Posted Date : 31 Dec 2012
MARC today released its report on its Economic Outlook 2013 report, assessing the prospects and challenges for the Malaysian economy in the coming year.
MARC expects that economic growth in 2013 will largely hinge on global economic momentum, which at this juncture is clouded by the prospects of recovery in the Euro region. Nevertheless, the US economy may surprise on the upside, with rising consumer confidence, a recovery in the housing market and an improving labour market. While Japan’s economy is likely to show continued weakness, China appears to have bottomed out in 3Q2012 and should underpin trade growth in ASEAN. Overall, we anticipate real exports to rebound mildly and expand by 4.0% in 2013.
On the domestic side, demand will likely stay resilient amidst rising contributions from private investment and private consumption. Private investment will continue to remain upbeat in view of the ongoing infrastructure as well as other mega projects to be undertaken by the government in the next few years, while private consumption will remain resilient.
MARC foresees that the monetary policy will remain unchanged in 2013 as inflation remains benign. However, there is a possible upward bias towards the end of the year if the US economy continues to cruise steadily. The ringgit is expected to benefit from capital inflows, especially with QE3 underway in the US, and should have a bias towards appreciation; however we foresee that forex markets will remain volatile, especially with a declining current account surplus.
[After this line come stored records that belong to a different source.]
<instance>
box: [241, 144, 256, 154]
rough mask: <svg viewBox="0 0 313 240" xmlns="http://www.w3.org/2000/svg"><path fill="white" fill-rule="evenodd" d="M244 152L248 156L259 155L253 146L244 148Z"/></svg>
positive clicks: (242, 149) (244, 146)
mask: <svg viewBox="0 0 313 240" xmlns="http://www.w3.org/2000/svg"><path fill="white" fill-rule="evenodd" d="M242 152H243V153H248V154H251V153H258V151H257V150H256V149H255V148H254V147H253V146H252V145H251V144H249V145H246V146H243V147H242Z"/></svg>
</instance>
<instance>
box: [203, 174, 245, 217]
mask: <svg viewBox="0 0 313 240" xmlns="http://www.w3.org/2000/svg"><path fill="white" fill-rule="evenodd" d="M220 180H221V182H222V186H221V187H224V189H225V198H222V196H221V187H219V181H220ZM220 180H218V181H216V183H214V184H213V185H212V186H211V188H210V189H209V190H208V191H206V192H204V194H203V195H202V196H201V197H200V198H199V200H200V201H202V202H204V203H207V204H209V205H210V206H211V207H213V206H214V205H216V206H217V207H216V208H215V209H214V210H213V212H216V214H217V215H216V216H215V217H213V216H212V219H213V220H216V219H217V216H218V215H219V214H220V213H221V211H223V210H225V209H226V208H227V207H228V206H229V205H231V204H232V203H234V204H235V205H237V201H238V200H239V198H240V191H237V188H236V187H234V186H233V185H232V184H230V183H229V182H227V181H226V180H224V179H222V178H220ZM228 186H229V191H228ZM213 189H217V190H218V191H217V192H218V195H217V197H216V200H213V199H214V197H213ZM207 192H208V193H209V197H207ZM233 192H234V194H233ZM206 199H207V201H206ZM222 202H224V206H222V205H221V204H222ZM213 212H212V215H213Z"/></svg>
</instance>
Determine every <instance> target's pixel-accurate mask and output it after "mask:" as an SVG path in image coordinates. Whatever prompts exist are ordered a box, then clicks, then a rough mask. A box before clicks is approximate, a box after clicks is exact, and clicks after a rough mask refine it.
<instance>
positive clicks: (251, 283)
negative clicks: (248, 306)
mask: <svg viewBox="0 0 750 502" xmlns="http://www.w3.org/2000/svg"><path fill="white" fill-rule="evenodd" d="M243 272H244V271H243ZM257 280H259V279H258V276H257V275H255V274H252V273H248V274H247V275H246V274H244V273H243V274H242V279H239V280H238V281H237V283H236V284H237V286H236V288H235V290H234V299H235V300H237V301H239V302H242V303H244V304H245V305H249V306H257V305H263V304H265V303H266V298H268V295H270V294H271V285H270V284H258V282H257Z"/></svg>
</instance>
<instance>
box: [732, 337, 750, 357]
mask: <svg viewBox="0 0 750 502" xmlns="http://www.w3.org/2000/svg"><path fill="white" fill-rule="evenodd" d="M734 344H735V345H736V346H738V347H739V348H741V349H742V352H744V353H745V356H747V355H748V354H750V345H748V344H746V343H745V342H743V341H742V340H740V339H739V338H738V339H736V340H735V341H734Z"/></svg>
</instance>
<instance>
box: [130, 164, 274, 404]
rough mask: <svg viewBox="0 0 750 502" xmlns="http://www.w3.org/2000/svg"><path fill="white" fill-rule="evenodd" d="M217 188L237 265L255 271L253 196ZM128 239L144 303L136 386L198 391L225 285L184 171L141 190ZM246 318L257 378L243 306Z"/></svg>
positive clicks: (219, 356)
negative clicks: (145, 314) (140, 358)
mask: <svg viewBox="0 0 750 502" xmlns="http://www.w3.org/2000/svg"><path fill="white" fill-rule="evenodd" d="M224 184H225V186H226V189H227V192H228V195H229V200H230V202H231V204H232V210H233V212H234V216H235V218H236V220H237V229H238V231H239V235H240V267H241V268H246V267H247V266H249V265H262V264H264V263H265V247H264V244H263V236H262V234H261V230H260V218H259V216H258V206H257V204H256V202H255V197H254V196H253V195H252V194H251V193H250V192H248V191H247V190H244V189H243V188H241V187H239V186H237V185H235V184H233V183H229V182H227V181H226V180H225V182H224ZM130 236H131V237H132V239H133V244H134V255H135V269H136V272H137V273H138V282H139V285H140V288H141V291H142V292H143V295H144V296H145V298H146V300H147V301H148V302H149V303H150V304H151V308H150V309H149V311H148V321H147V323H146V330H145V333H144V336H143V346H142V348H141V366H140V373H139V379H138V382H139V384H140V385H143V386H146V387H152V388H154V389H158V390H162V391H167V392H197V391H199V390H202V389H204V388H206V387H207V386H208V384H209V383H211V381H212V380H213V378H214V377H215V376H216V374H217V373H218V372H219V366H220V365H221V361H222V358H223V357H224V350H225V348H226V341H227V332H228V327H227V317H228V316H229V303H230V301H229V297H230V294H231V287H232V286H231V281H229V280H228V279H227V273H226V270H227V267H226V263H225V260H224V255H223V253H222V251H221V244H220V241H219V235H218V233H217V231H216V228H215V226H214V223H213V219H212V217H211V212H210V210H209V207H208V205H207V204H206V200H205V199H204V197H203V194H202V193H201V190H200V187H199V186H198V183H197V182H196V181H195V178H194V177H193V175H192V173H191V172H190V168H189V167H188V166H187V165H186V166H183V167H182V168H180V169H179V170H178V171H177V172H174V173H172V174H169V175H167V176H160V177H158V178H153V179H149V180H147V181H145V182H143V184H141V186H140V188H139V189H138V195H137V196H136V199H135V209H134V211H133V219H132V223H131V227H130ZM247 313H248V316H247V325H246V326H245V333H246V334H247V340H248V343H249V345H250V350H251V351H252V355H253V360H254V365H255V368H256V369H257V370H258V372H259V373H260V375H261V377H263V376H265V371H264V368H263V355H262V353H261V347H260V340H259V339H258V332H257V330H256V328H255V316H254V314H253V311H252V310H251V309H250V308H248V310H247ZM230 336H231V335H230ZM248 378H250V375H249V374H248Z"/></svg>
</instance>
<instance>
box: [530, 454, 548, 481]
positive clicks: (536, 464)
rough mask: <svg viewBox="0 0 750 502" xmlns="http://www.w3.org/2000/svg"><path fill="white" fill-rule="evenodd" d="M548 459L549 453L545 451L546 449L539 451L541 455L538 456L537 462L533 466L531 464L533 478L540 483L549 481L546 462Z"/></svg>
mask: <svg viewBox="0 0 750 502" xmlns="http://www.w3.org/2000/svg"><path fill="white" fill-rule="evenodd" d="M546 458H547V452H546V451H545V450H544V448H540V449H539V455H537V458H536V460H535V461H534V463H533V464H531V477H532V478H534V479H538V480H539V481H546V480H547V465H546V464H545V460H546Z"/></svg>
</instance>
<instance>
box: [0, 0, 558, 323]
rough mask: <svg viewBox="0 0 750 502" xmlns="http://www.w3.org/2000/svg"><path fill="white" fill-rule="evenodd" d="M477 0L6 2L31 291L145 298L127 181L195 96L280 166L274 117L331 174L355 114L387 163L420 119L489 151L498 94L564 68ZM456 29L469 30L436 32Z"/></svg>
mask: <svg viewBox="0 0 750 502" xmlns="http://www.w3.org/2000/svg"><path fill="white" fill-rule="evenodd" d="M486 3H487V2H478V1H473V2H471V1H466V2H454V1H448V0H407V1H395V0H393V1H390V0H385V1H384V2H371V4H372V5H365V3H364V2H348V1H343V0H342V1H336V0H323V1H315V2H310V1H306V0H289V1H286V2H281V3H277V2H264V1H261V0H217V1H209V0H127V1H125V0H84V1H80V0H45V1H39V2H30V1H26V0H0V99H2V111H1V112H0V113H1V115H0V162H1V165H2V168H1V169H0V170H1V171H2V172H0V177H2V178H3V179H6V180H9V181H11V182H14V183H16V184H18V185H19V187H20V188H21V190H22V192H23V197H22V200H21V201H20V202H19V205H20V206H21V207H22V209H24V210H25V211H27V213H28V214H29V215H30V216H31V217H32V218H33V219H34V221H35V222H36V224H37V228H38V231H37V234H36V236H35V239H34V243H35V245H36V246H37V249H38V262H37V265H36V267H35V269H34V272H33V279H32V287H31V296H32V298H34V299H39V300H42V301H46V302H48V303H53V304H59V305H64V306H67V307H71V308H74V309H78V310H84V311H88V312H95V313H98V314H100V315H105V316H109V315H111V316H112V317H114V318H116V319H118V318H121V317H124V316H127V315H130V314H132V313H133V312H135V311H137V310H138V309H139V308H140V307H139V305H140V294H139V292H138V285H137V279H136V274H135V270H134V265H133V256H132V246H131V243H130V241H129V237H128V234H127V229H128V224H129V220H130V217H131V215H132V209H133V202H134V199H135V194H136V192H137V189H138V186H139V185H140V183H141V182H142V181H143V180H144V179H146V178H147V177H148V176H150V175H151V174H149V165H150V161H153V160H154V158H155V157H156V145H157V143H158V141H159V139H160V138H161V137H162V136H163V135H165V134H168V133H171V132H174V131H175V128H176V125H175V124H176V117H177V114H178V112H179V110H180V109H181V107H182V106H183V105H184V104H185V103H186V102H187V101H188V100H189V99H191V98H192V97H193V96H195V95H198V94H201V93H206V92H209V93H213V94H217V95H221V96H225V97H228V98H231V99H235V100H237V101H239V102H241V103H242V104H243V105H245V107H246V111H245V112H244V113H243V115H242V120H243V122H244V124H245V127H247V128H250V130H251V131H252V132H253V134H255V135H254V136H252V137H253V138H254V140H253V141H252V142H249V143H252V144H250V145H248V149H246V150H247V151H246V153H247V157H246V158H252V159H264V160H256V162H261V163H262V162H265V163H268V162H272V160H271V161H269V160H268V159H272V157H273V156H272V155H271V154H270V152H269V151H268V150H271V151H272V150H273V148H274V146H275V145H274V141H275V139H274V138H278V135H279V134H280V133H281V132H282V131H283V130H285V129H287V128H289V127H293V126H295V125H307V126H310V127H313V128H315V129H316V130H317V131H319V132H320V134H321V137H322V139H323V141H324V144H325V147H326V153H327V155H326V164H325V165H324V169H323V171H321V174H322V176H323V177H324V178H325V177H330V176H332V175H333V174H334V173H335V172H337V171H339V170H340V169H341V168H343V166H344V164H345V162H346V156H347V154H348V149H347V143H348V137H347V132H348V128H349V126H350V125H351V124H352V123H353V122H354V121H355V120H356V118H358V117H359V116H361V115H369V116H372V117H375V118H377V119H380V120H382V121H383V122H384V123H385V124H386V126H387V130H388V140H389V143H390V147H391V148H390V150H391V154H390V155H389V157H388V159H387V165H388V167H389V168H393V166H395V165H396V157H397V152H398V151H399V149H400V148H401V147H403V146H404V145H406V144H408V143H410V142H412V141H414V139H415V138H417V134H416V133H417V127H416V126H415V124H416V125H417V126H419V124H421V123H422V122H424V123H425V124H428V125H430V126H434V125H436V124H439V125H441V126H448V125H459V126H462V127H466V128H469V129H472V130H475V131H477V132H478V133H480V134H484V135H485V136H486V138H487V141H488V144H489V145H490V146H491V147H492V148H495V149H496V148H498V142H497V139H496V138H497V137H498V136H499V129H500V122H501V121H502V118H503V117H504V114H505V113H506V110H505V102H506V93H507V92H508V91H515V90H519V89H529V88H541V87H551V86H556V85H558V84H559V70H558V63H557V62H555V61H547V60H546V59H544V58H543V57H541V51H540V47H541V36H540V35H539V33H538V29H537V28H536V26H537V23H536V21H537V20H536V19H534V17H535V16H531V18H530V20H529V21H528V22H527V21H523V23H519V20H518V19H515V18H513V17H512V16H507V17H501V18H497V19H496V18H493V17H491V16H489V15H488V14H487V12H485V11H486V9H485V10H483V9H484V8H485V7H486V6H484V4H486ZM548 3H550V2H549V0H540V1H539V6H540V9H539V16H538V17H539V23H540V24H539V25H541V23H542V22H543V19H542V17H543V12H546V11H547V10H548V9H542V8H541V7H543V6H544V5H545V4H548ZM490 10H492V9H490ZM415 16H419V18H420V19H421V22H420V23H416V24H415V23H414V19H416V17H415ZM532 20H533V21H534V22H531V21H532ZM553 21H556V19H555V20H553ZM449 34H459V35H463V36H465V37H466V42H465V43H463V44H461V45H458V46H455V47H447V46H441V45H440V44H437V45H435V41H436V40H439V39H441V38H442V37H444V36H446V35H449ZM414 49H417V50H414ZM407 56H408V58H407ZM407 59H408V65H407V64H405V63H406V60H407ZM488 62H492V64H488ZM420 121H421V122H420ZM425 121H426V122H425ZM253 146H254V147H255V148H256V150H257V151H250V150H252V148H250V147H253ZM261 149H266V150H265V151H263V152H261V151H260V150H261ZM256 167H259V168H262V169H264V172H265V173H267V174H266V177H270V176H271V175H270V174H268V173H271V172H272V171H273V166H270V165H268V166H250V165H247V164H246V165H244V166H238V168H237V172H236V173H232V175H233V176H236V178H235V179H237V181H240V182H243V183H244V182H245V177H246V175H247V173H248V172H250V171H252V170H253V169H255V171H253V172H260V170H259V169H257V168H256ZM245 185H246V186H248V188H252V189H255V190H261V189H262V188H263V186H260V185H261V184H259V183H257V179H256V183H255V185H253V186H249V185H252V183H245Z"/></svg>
On the fiscal side, the government’s deficit target of 4.0% should not be difficult to achieve, particularly as revenue growth is likely to surprise on the upside.
Potential major imbalances that are of concern in the economy include domestic asset prices, as housing costs in select areas are increasing faster than incomes despite efforts by the government to increase housing supply and central bank’s efforts to rein in property speculation. Household balance sheets also remain strained at over 70% of GDP with the lower income group most at risk, while the structural decline in the current account surplus may put some future pressure on the ringgit.
Overall, taking into consideration domestic forces that may offset weaknesses in the external sector, we foresee another resilient growth performance in 2013 with GDP growing at a 5.3% pace.